27 junho 2018

Paisagem lunar - Por: Emerson Monteiro



Desde sempre lembro as noites de Lua Cheia, que elas transformam o que seria a noite em uma festa de beleza e sonho. Enquanto dentro da gente as histórias acontecem noutra velocidade, essa força de poder inigualável acorda a verdadeira realidade na gente. Dos tempos remotos, as sombras das noites de lua estendem visões que reclamam dimensão entre a percepção visual e as sensações espirituais inestimáveis. Vezes sem conta, nessas noites revivem os espectros de nós mesmos que se foram a reclamar participação neste mundo concreto de formas e fardos. Um eu inesperado assim regressa de armas em punho e exige espaço de consciência, a determinar que recolha os blocos de matéria largados na sala principal da personalidade, e impõe códigos de honra e dignidade amorosa. Constrange até, a superar as leis do país, a influenciar os sentimentos vulgares. Nessas horas, lá vem de novo saudades antigas, arcaicos tremores que bem pensávamos haver desaparecido nas brumas das madrugadas de séculos amarelecidos. Mas, não, essa força estranha chega virando cangaço e caustica a indiferença das personagens esquecidas no além do passado. 

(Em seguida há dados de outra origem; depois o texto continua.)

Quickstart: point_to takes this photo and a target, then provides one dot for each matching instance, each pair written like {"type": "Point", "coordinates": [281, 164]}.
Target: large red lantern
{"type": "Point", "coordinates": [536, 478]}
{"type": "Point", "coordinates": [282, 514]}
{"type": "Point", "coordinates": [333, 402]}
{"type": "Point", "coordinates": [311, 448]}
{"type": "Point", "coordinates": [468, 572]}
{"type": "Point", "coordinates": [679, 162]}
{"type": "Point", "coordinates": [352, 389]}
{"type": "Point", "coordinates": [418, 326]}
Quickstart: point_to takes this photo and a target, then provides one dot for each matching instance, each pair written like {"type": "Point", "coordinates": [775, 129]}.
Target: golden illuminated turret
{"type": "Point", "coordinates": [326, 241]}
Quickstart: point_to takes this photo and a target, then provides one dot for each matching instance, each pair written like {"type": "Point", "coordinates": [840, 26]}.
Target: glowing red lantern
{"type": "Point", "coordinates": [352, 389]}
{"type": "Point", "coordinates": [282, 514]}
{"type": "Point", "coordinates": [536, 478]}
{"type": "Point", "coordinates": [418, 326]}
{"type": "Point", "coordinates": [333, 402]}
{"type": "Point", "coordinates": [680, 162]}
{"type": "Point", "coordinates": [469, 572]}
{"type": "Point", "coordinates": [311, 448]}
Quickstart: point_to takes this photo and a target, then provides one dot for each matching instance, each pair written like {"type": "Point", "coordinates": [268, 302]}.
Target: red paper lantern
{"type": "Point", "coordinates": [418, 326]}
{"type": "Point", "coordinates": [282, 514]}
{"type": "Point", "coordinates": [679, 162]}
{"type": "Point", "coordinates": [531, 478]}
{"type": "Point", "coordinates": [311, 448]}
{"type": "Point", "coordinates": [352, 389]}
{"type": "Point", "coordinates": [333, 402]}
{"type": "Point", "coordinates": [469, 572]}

São quais nessas tais noites de Lua Cheia que correm os animais da criação do imaginário. Eles vagam soltos fazendo assombração e susto às pessoas. Reviram o cisco dos olhos da escuridão dos amantes solitários e fazem chorar os incautos que dormiam sob as recordações abandonadas. Porquanto esses animais da penumbra possuem escritura de nós que nem sabíamos existir nos cartórios do mistério. Vale quais documentos de valor indiscutível perante os tribunais da Eternidade. Que fizeram dos amores intensos perdidos? Em que gavetas esconderam as dores das paixões desenfreadas? Aonde marcaram os encontros das ausências com os desejos impossíveis?

Exército silencioso de guerreiros fiéis invade a alma da gente e prega peças, a convocar o que somos nós, farrapos arrastados no comboio do adeus, a dizer das responsabilidades negligenciadas e o preço a pagar de saudade. Isso tudo nas noites plácidas da Lua Cheia, pouso dos pássaros das noites esplendorosas que sempre regressam inexpugnáveis, quando pensávamos nem existirmos mais, no entanto tão estamos eternos quanto essas noites mágicas e belas preenchem o vazio do coração.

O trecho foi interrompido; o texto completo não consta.